Mayors ask Congress for more help in rebuilding infrastructure
The mayors of four major cities told the Senate Banking Committee Thursday that municipal governments nationwide need more federal assistance in repairing deteriorating infrastructure. One of them, New York Mayor Michael Bloomberg, told the committee members that it was “staggering how little the federal government is doing to help cities and states address” infrastructure rebuilding.
Bloomberg also is co-chairman of Building America’s Future, a coalition of state and local officials formed in January to address infrastructure issues. He told the commission that New York alone would need more than $30 billion in the next five years to improve its mass transit system and an additional $23 billion to renovate its drinking water and sewer system. “And we’re not unique in this regard,” Bloomberg said. “According to the [Reston, Va.-based] American Society of Civil Engineers, the entire country needs to invest at least $1.6 trillion over the next five years to maintain and expand our roads and bridges, bring our rail network up to a state of good repair, and construct critical water and wastewater projects.”

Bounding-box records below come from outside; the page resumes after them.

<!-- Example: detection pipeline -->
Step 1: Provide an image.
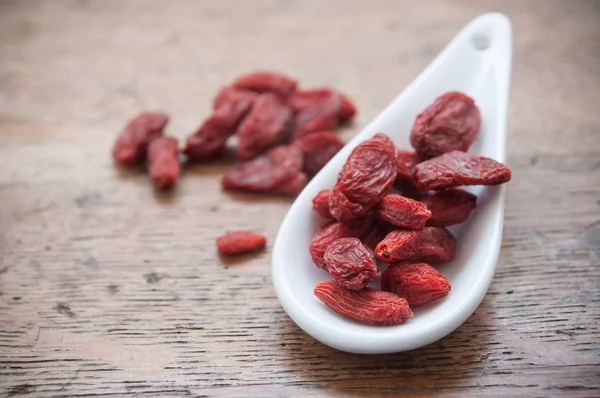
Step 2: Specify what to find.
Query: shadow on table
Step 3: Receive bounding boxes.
[279,306,491,397]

The New York mayor went on to recommend that the nation set clear goals and metrics for measuring success in infrastructure restoration, dramatically increase funding, and fund projects based on merit, not politics. Jacksonville, Fla., Mayor John Peyton, who said federal assistance with his city’s planned airport transportation network and septic tank elimination projects would free up more local money for public safety, also said federal money should be used more wisely. “While I recognize that infrastructure needs exceed available funding at all levels — federal, state and local — there must be a more realistic balance and a prioritization for federal investment, and creativity in finding more public-private funding solutions.